For small business owners facing overwhelming debt burdens, bankruptcy can be a viable option for gaining financial relief and a fresh start. However, when it comes to dealing with Small Business Administration (SBA) debt, understanding the bankruptcy options available is crucial. In this blog post, Protect Law Group will explore the various bankruptcy options specifically tailored for small business owners with SBA debts.

Chapter 7 Bankruptcy

Chapter 7 bankruptcy, also known as liquidation bankruptcy, is a common option for small business owners looking to eliminate their SBA debts. Through this process, the business's assets are liquidated, and the proceeds will be used to pay off creditors, including the SBA. Once the debts are discharged, the business owner can start anew without the burden of SBA obligations.

Chapter 11 Bankruptcy

For small business owners who wish to continue operating their businesses while seeking debt relief, Chapter 11 bankruptcy may be the right option. This type of bankruptcy allows for the restructuring of debts, including SBA loans, by developing a repayment plan that is manageable for the business. The plan typically extends the repayment period and may involve negotiating reduced interest rates or lower monthly payments. 

SBA Loan Workouts or Settlements

In some cases, small business owners may be able to negotiate loan workouts or settlements directly with the SBA. This involves discussing revised repayment terms or exploring the possibility of settling the debt for a reduced amount.
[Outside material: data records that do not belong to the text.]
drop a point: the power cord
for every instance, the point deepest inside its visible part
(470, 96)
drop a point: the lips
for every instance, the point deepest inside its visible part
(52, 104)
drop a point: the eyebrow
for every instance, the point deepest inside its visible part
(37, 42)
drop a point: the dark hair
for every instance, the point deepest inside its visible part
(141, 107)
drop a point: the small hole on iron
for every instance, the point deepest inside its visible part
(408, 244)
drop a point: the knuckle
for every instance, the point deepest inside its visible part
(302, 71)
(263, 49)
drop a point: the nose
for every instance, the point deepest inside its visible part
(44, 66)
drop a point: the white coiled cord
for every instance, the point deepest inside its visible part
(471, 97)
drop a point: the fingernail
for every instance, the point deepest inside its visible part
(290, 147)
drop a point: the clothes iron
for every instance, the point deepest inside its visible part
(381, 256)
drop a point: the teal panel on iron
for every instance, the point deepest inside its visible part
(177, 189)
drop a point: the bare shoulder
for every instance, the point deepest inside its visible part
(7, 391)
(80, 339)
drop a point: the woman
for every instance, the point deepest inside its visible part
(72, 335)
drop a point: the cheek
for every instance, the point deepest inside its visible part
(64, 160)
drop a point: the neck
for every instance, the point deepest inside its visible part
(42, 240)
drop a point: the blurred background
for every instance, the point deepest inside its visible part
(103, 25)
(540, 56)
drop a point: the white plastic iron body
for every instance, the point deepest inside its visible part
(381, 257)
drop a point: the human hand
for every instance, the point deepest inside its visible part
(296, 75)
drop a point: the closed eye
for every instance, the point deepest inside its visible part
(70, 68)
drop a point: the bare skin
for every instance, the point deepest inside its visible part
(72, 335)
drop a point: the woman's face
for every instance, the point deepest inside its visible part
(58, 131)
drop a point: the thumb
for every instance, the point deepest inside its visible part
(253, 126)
Working with an experienced bankruptcy attorney during these negotiations can greatly increase the chances of securing favorable terms.

SBA Offer in Compromise

The SBA offers an option called an Offer in Compromise (OIC), which allows small business owners to settle their SBA debts for less than the amount owed. This option is typically available if the business demonstrates an inability to repay the debt in full and can provide supporting financial documentation. While an OIC can be a viable solution, it's important to note that the decision lies with the SBA.

For small business owners struggling with SBA debts, exploring bankruptcy options can provide a path to financial recovery. Book a consultation call with one of Protect Law Group’s SBA loan attorneys serving San Diego, Orange, and Los Angeles Counties today!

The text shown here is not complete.